Limitations of the existing rsFC prefrontal literature

Most of the existing prefrontal rsFC literature in PTSD has focused on PTSD patients with combat trauma and has been conducted in predominantly male samples (e.g. ≥ 85% male) (18, 27, 29, 33, 36-39). Studies that include women have tended to focus on single-incident, non-interpersonal traumas such as natural disasters (41-43). One study that did include females was conducted in adolescents and demonstrated strikingly different findings than existing studies in adult samples, i.e., no indication that PTSD involves hypoconnectivity within the DMN (30). While the authors primarily interpreted their divergent findings in terms of possible differences between pediatric-onset and adult-onset PTSD, it is also possible that the difference in sex distribution of the samples may have contributed.
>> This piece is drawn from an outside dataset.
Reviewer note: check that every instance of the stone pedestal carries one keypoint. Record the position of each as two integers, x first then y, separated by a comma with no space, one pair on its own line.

Linking structural morphometry and functional connectivity

Establishing relationships between alterations in structure and function is an important step in bridging the structural and functional psychopathology neuroimaging literature. There is evidence that regional prefrontal group differences in cortical thicknesses are associated with alterations in rsFC in MDD (44), and with altered resting state activity in PTSD (45). These and other findings (46) suggest possible associations between altered cortical thickness and rsFC, though to our knowledge there have not been previous investigations linking rsFC and cortical thickness within a PTSD sample.

Prefrontal effects of PTSD versus early life stress (ELS)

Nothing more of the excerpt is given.